Pack your journal and leave the rest behind
At this moment, as I scramble to finish this piece by a generously extended deadline, a coffee-colored journal lies on a desk shared with a cup of lukewarm tea and and a bunch of free Russian newspapers. It hasn’t moved in a few weeks, which seems to insult its intended purpose. Amid the whirl of snow, sore feet and a bad case of hyperactivity, finding the time to write is sometimes impossible. But that’s not the worst thing in the world. Even when my journal is soaking up dry ink, I can still read what’s inside — and that’s the essential part.
I’m here to preach an eternal truth: The journal is as necessary to traveling as a pair of warm socks is to ice-fishing in Siberia. Google is full of answers to “what do I pack,” but it’s rare to see travel journals high on the list, if at all. They seem to be more of an afterthought than a source of interminable wisdom and remembrance, which is how travel journals should be viewed.
When I open my travel journal, events long forgotten and memories long tarnished by age reawaken, allowing me to revisit the past on terms I can control. I can view a photograph of a place and feel longing to go back, for example, but only by reading my own words from a distant time can I understand why I was traveling in the first place.
Even with effort, I cannot remember many of the finest details from my weeks spent traveling. At best, the memories are fuzzy. And while stories from San Francisco, Europe and Southeast Asia are certainly worth conveying to erstwhile listeners, it’s a chore to remember them all — until I crack open my travel journal.

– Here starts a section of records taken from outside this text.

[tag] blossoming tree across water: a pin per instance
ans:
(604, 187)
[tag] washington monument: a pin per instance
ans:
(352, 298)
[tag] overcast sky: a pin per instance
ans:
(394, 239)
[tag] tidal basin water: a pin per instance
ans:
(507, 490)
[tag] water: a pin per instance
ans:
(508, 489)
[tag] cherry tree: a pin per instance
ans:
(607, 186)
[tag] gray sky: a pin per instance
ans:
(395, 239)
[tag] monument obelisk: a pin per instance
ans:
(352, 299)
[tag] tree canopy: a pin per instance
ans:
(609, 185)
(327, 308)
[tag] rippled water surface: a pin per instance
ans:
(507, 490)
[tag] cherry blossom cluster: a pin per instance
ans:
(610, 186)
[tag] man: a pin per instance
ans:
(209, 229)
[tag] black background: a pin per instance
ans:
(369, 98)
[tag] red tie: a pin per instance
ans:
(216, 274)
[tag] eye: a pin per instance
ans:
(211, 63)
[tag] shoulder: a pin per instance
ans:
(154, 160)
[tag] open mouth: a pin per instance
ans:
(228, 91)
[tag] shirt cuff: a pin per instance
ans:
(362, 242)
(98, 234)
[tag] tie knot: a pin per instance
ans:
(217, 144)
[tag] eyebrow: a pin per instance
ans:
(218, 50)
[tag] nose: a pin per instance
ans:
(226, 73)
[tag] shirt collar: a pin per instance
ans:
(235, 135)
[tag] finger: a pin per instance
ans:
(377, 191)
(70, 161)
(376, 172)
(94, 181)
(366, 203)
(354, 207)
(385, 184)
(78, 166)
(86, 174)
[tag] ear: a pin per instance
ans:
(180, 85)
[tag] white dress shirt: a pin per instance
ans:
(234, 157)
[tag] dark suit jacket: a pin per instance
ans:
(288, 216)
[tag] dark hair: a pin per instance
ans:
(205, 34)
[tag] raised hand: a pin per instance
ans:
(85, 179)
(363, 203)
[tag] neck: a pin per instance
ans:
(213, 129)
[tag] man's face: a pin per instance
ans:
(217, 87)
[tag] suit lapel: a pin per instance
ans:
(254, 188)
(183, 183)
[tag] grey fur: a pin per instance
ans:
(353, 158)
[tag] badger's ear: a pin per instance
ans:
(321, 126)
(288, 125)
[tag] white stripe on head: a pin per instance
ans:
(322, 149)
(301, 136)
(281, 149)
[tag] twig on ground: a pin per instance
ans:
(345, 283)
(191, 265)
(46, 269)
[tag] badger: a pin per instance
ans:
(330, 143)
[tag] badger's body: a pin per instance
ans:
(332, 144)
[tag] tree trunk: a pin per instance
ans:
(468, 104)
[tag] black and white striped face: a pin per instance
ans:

Journaling solidifies the details of travel experiences that may be impossible to remember beyond the flashiest bits that provide good storytelling material. A good story exists in the most adventurous or outlandish memories, but sometimes the little moments at a cafe or local park are just as good. And preserving those memories is what travel journals are for.
There exists a magic to the art of writing, although I’m admittedly biased. It can offer a useful window into a world that doesn’t exist anymore. Socrates famously questioned the utility of writing, claiming it would lead to forgetfulness at the expense of memory. But it’s safe to say writing things down — in a journal, as just one example — can only preserve memory, providing we write the good stuff down in the first place.
Besides, keeping a journal handy is one of the best ways to decompress from your travels after a long day or week on the road. While the memories are fresh, writing down your experiences will help strengthen them, perhaps fueling later stories. Did that delivery guy give you the wrong pizza? Was the Eiffel Tower really worth it? Write it down! You’ll appreciate what the younger you was thinking and perhaps chuckle at stories from nights spent at bars or bartering taxi fares.
There is, indeed, something to be said for photographs. The worst cameraman with an outdated iPhone can preserve memories without doing more than pointing and clicking. The best photographers, ones who wield their lens with measured expertise, can evoke wonder, bewilderment or a dozen other combinations of feelings that transport us to another place. Photos are marvelous, evocative, mesmerizing, powerful. But even they lack the power of a well-placed word in the annals of traveling.
Photos are external. They can be misinterpreted. They show a place from the view of a camera lens. Travel journals add a viewpoint from inside the writer’s mind. I would argue we need both to complete a picture of a journey. But if I had to choose, writing would steal the show.
Keep your friends close but your journal closer.